Several fatal traffic accidents involving food delivery couriers has brought the lack of protection for them to the public’s awareness.
The Ministry of Labor has said that the food delivery platform operators’ contracts require delivery workers to report to the company if they cannot work during their assigned shifts, wear company uniforms during working hours, use a standardized delivery box bearing the company’s logo and place company logo stickers on their scooters.
The ministry therefore concluded that platform operators maintain a certain degree of control and supervision over couriers, and that there is a subordinate relationship between the two. The ministry determined that there is an employer-employee relationship between platform operators and their delivery workers.
However, after the ministry’s announcement, one platform operator immediately released a statement saying that it was in a contract relationship rather than an employment relationship.
The company said that digital platforms allow workers to make use of idle time by taking a flexible part-time job, and that this is a new kind of labor demand that fits the legal requirements for a contractual relationship.
People working part-time jobs either receive hourly wages or are paid per job, neither of which is full-time employment and both belong to the trending “gig economy,” which is changing the relationship between workers and employers.
This is a controversy that is appearing all over the world due to ever-changing online and mobile phone applications.

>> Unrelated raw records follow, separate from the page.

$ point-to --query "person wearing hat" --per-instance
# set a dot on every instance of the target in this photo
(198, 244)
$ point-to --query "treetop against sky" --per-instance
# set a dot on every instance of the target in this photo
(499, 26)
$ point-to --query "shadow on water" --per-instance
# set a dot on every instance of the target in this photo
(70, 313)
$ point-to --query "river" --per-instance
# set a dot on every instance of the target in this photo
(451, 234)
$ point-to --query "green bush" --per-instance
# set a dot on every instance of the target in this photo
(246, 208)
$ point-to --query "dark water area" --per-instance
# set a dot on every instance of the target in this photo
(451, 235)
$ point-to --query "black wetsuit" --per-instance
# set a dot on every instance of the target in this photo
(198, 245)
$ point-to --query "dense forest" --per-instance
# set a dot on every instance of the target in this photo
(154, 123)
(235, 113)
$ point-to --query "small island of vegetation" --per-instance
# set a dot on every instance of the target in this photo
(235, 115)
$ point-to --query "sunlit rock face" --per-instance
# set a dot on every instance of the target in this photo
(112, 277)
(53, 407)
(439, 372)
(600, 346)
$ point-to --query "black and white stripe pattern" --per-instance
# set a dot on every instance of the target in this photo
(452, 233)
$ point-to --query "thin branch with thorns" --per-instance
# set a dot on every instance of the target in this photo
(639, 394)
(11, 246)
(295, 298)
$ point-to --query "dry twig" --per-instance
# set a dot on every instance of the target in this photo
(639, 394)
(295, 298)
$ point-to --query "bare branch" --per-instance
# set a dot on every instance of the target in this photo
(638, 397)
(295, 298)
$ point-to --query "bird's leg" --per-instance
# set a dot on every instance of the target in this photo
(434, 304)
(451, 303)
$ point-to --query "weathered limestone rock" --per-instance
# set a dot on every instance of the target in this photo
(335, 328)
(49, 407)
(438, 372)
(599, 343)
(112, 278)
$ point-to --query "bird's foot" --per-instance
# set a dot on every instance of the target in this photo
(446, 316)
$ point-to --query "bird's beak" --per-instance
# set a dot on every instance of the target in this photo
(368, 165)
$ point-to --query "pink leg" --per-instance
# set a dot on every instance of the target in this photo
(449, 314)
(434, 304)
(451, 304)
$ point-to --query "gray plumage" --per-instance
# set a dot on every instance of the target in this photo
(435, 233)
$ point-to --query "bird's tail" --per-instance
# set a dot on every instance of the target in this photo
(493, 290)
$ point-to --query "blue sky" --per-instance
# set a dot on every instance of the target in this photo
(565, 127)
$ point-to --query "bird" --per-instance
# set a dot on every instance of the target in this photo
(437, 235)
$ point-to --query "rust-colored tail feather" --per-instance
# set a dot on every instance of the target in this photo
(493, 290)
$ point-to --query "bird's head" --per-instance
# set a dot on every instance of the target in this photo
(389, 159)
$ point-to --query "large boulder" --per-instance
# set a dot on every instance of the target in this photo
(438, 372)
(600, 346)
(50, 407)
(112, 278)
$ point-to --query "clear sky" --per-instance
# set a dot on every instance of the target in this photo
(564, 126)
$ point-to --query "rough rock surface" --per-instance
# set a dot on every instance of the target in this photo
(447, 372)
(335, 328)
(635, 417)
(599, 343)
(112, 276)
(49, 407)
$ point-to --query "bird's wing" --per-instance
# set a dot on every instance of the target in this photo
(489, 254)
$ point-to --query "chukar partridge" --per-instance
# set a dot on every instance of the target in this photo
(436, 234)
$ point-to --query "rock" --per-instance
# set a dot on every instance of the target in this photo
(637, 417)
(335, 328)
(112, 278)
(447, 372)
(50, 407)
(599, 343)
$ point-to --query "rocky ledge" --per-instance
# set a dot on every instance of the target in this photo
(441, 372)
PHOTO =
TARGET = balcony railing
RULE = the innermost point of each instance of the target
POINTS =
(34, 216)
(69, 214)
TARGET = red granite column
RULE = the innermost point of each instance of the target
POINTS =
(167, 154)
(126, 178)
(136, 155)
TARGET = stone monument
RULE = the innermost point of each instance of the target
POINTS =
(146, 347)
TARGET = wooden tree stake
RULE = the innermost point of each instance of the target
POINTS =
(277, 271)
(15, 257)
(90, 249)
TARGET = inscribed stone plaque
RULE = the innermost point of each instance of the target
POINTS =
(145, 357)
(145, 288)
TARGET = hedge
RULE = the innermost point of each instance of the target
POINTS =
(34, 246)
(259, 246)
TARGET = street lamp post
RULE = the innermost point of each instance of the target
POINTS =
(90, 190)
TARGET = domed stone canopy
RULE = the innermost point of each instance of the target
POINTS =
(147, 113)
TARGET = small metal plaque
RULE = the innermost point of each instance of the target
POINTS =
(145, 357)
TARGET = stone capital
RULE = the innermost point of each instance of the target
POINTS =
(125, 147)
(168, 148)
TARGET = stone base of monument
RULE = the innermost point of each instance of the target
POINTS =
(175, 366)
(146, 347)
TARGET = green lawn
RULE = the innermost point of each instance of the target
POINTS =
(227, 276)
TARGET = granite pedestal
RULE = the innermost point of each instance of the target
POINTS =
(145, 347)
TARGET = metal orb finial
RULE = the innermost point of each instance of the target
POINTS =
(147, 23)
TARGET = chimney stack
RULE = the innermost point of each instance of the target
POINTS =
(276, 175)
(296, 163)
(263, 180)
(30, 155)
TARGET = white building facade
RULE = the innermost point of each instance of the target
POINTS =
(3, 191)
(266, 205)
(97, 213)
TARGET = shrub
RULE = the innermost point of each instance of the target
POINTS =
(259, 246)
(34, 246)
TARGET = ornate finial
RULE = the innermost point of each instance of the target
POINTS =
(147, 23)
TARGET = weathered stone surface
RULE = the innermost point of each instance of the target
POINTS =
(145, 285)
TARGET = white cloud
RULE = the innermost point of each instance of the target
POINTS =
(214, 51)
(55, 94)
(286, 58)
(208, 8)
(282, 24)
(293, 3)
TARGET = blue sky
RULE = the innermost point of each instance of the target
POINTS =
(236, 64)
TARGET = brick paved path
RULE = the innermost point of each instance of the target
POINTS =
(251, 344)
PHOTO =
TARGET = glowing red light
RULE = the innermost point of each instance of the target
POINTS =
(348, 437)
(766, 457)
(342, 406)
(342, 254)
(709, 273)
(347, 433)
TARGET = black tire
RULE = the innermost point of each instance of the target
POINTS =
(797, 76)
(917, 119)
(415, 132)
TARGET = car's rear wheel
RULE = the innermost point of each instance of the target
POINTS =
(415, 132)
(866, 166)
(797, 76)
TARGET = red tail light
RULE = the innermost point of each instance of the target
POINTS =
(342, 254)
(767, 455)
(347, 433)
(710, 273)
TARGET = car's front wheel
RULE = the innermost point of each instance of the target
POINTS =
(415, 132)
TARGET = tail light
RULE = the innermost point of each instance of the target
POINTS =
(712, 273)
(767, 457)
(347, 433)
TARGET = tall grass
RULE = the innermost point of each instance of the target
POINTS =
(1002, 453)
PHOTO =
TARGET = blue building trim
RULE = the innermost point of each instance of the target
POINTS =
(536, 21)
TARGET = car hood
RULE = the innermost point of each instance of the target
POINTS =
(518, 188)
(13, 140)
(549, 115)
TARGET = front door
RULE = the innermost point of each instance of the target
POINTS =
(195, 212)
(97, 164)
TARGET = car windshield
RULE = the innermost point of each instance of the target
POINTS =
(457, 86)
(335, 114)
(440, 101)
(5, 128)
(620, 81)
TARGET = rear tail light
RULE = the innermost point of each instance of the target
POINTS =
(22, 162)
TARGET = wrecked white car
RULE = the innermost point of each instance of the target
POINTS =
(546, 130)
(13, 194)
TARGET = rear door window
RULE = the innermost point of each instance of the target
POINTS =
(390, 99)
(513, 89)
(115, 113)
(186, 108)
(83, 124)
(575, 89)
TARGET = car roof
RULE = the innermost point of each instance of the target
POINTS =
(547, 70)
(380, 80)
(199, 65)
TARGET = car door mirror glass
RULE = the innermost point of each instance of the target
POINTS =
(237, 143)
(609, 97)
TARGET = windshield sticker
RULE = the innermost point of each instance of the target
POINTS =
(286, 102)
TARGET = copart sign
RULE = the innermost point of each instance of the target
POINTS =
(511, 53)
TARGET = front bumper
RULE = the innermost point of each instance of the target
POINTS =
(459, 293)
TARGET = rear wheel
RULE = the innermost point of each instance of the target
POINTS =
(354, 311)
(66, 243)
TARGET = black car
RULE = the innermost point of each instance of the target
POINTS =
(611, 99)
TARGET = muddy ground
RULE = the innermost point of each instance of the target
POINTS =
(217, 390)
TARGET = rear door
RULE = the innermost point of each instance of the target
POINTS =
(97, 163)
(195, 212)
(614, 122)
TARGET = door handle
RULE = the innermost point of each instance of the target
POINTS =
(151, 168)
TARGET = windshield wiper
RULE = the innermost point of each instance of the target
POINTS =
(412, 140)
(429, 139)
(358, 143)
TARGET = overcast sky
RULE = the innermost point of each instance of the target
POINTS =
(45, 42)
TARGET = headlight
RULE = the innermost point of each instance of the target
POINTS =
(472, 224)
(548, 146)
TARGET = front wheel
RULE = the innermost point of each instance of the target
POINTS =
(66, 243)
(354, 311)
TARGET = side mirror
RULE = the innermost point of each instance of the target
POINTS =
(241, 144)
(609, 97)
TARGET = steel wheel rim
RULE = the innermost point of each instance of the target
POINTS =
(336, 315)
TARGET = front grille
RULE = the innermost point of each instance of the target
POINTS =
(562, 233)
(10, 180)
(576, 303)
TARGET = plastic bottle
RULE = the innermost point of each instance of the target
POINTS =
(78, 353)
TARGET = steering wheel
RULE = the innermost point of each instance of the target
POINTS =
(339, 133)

A study released by PricewaterhouseCoopers Belgium in April found that topics related to the “gig economy,” such as whether Uber drivers are recognized as employees of Uber Technologies, have been the subject of much controversy in EU member states.
While most of EU states still resort to traditional labor legislation to resolve these issues, only three countries have come up with a third kind of legal relationship between employment relations and contract relations.
This third option is so-called “gig workers,” a concept being promoted in Taiwan. The question is if the problems created by the rising number of “digital employers” can be effectively solved simply by changing the definition of what constitutes an employee.
In 2017, Finland started a two-year basic income experiment, a concept that differs from minimum wage. In the experiment, which included a randomly selected group of 2,000 young people, any unemployed citizen would receive a basic income of 560 euros (US$616.59) per month.
Unlike the unemployment benefits in place in Taiwan, which deems a recipient disqualified for the benefits once they start a part-time job, participants in the experiment can still work part-time. If the scope were expanded, homemakers could also receive a basic income from the government.
The experiment has been interpreted as a way to provide a solution to the potential unemployment problem that could be created by artificial intelligence (AI) automation. If employers can rely on AI to direct robots for manufacturing and production, labor demand would drop and the labor force would become an unnecessary production factor. By that time, how would most workers be able to make a living?
One solution is to use the power of governments and even international organizations to redistribute wealth by imposing taxes on capital gains to raise hourly wages or directly distribute tax revenue to people without employment opportunities. The latter would be what is called “universal basic income.”
If a gig economy worker working part-time for a food delivery platform is involved in a traffic accident and becomes unable to work for a long period of time, they would not have to worry about medical costs, because the National Health Insurance program could help cover expenses even when the worker is in a contractual relationship with the platform.
What about their living expenses? Only a universal basic income provided by the government in a manner similar to the insurance program would be able to help a disabled part-time worker maintain their standard of living.
There are groups worldwide, including in Taiwan, advocating a universal basic income. Maintaining a basic living without having to work seems to be a utopian idea and funding remains a difficulty that seems impossible to overcome. Some people have even criticized the proposal, saying that it would encourage people to “reap without sowing.”
As AI automation is coming into full swing, how to establish a tighter social security net using reasonable wealth redistribution is a problem that will become necessary to address. If it is not, the increasing number of workers who fall through the net will inevitably launch a counterattack against the rich and the AI army they created, further shattering social peace.
Yang Cheming is a professor at Taipei Medical University’s School of Healthcare Administration.